Sommer: Yesterday evening I spoke with a colleague about the
discussion we’re having today. His father was a cavalry captain in the
First World War. And he said to me: “We were sitting together one evening
back then, on a cold winter’s night in 1945, when the Nuremberg Trials
had just begun, and [information about war crimes] was being published
for the first time in Germany. My father looked at us and said, very sadly,
‘You consider us all murderers.’” I think that this quiet accusation
coerces us still today. I think that we have also established that today,
in this discussion, to the extent that it was a dialogue between generations.
I am not a military historian, but I am a historian
of the Second World War and I have concerned myself with these matters
intensively. I believe that it is an established fact that the Wehrmacht
committed acts of organized murder and terror. But I also think that it
is a fact that not every member of the Wehrmacht was a murderer
and a terrorist. We ought to be able to agree to that, at least. There
were many murderers and terrorists, too many, but not all were. I can live
with a characterization taken from the Bundeswehr’s Tradition Decree: “To
some extent, the armed forces under National Socialism became entangled
in guilt, but to some extent they were innocently misused.” I think that’s
the way it was.
Schmidt: Since we’re concluding now, there’s one more thing I’d
like to say.
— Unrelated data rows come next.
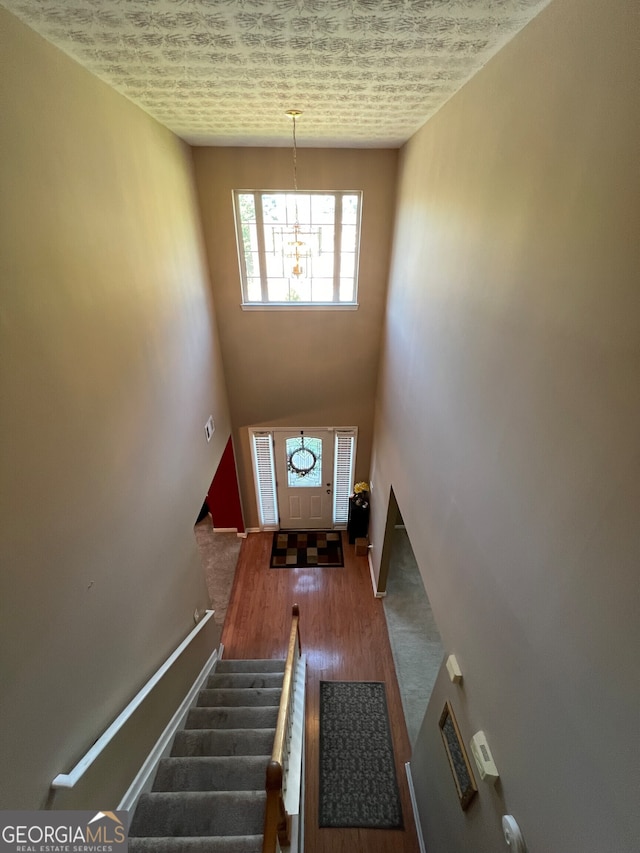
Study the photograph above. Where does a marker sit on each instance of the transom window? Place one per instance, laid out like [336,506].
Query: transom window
[298,248]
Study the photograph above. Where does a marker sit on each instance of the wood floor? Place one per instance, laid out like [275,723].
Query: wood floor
[344,636]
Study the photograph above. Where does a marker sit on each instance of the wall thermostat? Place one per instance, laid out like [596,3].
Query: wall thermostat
[453,668]
[482,754]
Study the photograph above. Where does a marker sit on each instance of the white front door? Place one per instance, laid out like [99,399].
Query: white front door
[304,475]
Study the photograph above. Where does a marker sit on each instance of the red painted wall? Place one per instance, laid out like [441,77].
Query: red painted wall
[223,497]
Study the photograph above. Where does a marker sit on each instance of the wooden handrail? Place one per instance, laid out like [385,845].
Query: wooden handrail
[277,823]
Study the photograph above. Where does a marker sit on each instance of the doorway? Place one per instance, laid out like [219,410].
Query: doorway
[413,633]
[304,478]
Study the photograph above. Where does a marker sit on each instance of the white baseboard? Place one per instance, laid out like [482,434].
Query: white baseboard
[414,806]
[144,777]
[373,578]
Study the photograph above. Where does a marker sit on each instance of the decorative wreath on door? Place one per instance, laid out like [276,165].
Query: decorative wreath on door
[302,460]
I believe it is an objective fact that the great majority
of all Germans—not just members of the Wehrmacht—aided and abetted
Hitler’s war…and I mean “to aid and abet” in the sense of criminal law.
Soldiers, civil servants, workers, industrial employees, the personnel
of railroads and the postal system, almost everyone really, including even
the Nazis’ declared enemies and also my half-Jewish father, a civil servant
who served in the Home Guard at the very end of the war. That is
my opinion, which I published in a book two years ago.
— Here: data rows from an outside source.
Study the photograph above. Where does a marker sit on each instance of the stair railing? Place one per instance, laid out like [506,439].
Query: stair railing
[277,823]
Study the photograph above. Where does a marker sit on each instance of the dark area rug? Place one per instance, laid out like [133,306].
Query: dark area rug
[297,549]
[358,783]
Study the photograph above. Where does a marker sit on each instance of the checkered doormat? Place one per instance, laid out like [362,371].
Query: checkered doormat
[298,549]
But I also want to add another thing. The danger
of totalitarian ideologies persists now and into the future. They could
rise again: the willingness to believe in this or that doctrine of political
salvation, the consciousness of belonging to an entitled élite,
as well as the link between idealism and the use of force.
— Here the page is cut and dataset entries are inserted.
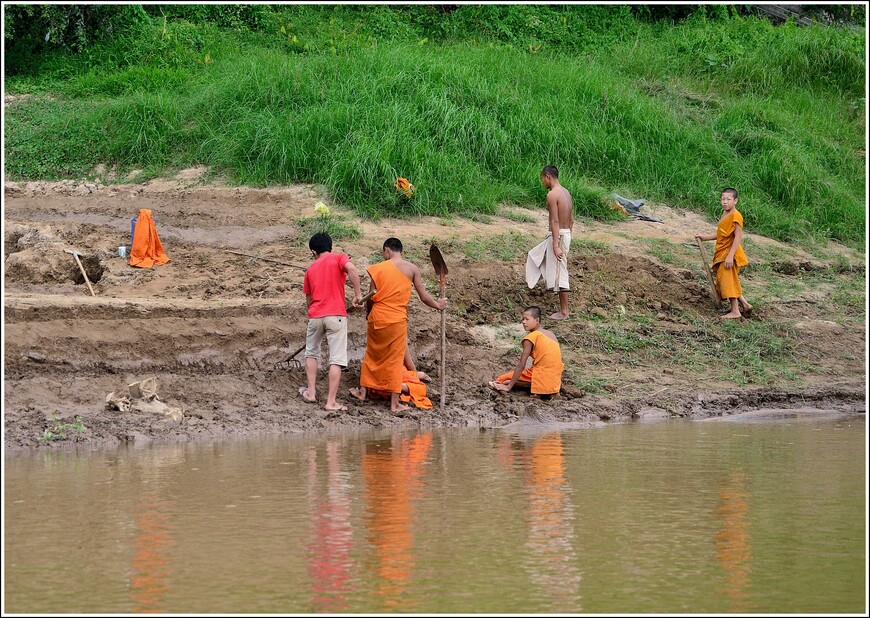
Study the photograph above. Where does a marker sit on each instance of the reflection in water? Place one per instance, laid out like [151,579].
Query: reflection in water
[392,479]
[732,540]
[151,566]
[329,562]
[551,531]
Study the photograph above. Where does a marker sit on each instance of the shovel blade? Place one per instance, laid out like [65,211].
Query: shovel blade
[437,261]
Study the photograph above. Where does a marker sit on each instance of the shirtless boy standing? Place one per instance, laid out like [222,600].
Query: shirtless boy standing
[550,258]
I believe—and Mr. Heer would not suggest it—that this is not
merely the opinion of a man who is twice as old as he is, but an opinion
that could ascribe to. Our opinions are not so far apart.
Heer: D’accord. When we talk about the Wehrmacht
and about the Second World War, we have to keep the entire century in mind
and its massive increase in brutality, which the First World War had caused
already [in 1914]. But in this context as well, it is necessary to put
the war conducted by the German Wehrmacht into a singular category,
especially the period between 1941 and 1945. My wish is not to condemn,
but to learn what caused it and how it operated. Perhaps then we will be
able to prevent it from happening again.